Hal ini “mengganggu, namun tidak mengherankan,” kata penulis utama, Dr. Emma Morton-Eggleston dari Harvard Pilgrim Health Care Institute di Boston.

Dalam banyak kasus, apa yang disebut diabetes kehamilan akan teratasi setelah kehamilan. Namun dalam beberapa kasus, wanita akan menderita diabetes tipe 2. Oleh karena itu, organisasi seperti American College of Obstetricians and Gynecologists merekomendasikan agar wanita penderita diabetes kehamilan memeriksakan kadar gula darahnya enam hingga 12 minggu setelah melahirkan.

“Wanita dengan riwayat diabetes saat hamil mempunyai risiko lebih besar terkena diabetes, hingga tujuh kali lebih tinggi sepanjang hidup Anda,” kata Morton-Eggleston kepada Reuters Health melalui telepon. “Peningkatan risiko terbesar terjadi dalam sepuluh tahun setelah menderita diabetes saat hamil.”

Para peneliti menggunakan klaim asuransi komersial untuk mempelajari lebih dari 440.000 wanita yang melahirkan setidaknya sekali antara tahun 2000 dan 2012, termasuk 32.253 wanita yang menderita diabetes saat hamil. Dalam satu tahun setelah kelahiran, hanya 25 persen yang menerima pemeriksaan gula darah, menurut database asuransi.

Lebih lanjut tentang ini…

Skrining yang direkomendasikan pada enam hingga 12 minggu pascapersalinan meningkat dari dua persen perempuan pada tahun 2001 menjadi tujuh persen pada tahun 2011.

Wanita Asia lebih mungkin menerima gula darah dalam bentuk apa pun dibandingkan wanita kulit putih. Selain itu, tes toleransi glukosa oral dilakukan pada 36 persen wanita di negara bagian Barat dalam waktu 12 minggu setelah kelahiran, dibandingkan dengan 19 persen wanita di wilayah timur laut dan 18 persen di wilayah selatan.

Wanita yang mengunjungi ahli endokrinologi atau pendidik nutrisi diabetes setelah melahirkan lebih mungkin mencari diagnosis diabetes dibandingkan wanita lain, seperti yang dilaporkan dalam bidang kebidanan dan ginekologi.

Wanita yang mengidap diabetes kehamilan dan tidak dipilih setelah melahirkan masih bisa mengalami peningkatan gula darah atau diabetes terbuka, dan kemudian hamil lagi, dan kehamilan dengan diabetes terbuka menimbulkan risiko lebih besar pada janin dan kehamilan, kata Morton-Eggleston.

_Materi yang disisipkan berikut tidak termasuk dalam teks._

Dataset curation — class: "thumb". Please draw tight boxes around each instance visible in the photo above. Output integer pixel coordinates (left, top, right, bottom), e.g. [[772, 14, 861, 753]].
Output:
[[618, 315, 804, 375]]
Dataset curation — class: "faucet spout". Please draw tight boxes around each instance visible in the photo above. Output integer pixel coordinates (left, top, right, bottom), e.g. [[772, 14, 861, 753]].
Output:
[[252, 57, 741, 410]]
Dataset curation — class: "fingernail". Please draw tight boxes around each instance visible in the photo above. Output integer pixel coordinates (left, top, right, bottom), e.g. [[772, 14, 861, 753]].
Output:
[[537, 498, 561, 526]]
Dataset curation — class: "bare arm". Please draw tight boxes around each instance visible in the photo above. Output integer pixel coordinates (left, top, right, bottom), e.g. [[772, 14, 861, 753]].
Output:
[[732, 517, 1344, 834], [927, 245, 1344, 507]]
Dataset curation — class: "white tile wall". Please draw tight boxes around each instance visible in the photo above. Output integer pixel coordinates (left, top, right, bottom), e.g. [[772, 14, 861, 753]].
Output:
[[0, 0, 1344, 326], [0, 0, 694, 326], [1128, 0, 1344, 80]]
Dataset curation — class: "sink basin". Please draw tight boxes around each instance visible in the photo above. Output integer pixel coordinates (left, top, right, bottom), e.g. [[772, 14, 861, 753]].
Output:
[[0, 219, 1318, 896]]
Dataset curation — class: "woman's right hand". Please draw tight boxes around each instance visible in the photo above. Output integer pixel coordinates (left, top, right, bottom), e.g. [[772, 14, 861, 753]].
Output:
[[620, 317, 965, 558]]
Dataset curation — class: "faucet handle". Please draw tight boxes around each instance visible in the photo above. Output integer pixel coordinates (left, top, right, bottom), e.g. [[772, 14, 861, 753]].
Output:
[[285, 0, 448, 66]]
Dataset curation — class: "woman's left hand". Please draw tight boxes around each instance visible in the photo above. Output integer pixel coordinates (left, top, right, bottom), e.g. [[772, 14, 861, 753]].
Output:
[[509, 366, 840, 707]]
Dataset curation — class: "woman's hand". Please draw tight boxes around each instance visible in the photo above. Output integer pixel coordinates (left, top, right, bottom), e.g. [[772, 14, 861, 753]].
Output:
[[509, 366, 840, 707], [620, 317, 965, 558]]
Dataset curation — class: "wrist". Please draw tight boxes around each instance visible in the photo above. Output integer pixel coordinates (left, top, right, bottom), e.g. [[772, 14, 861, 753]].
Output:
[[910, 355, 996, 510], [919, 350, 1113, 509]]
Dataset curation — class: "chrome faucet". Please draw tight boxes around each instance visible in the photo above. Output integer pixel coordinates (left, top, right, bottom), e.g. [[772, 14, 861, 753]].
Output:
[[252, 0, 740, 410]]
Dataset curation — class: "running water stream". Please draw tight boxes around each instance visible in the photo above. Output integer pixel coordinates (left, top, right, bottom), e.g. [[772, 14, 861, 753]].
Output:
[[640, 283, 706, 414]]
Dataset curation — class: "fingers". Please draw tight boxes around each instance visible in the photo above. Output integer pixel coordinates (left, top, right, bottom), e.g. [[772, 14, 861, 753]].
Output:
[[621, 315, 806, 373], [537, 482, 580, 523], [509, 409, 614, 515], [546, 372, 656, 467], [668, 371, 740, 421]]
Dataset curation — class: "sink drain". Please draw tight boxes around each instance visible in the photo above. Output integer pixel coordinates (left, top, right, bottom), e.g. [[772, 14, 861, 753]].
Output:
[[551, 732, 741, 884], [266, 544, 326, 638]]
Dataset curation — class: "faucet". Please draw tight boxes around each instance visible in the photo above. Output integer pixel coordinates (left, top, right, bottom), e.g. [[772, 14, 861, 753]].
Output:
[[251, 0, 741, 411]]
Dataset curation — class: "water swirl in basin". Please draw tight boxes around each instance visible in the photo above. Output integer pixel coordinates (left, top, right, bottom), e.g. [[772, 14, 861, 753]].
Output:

Selain pemeriksaan setelah kelahiran, yang ideal untuk pemeriksaan tindak lanjut enam hingga 12 minggu setelah kelahiran, wanita dengan diabetes saat hamil harus menjalani pemeriksaan gula darah terus menerus setiap satu hingga tiga tahun, katanya.

“Bagi banyak perempuan, sulit untuk kembali bekerja setelah memiliki anak, sulit untuk mengikuti perawatan medis rutin,” kata Morton-Eggleston. “Dan Anda telah dirawat oleh tim dokter kandungan yang belum tentu berkomunikasi dengan tim perawatan primer Anda,” tambahnya, dan mungkin tidak jelas bagi Dokter siapa yang harus melakukan pemeriksaan dan kapan.

“Jika Anda terkena diabetes sejak dini atau gula darah tidak normal, ada beberapa cara yang bisa Anda lakukan untuk mencegah diabetes terbuka,” katanya. “Sangat penting untuk mendeteksinya sejak dini, karena perubahan pola makan dan olahraga memiliki konsekuensi yang besar.”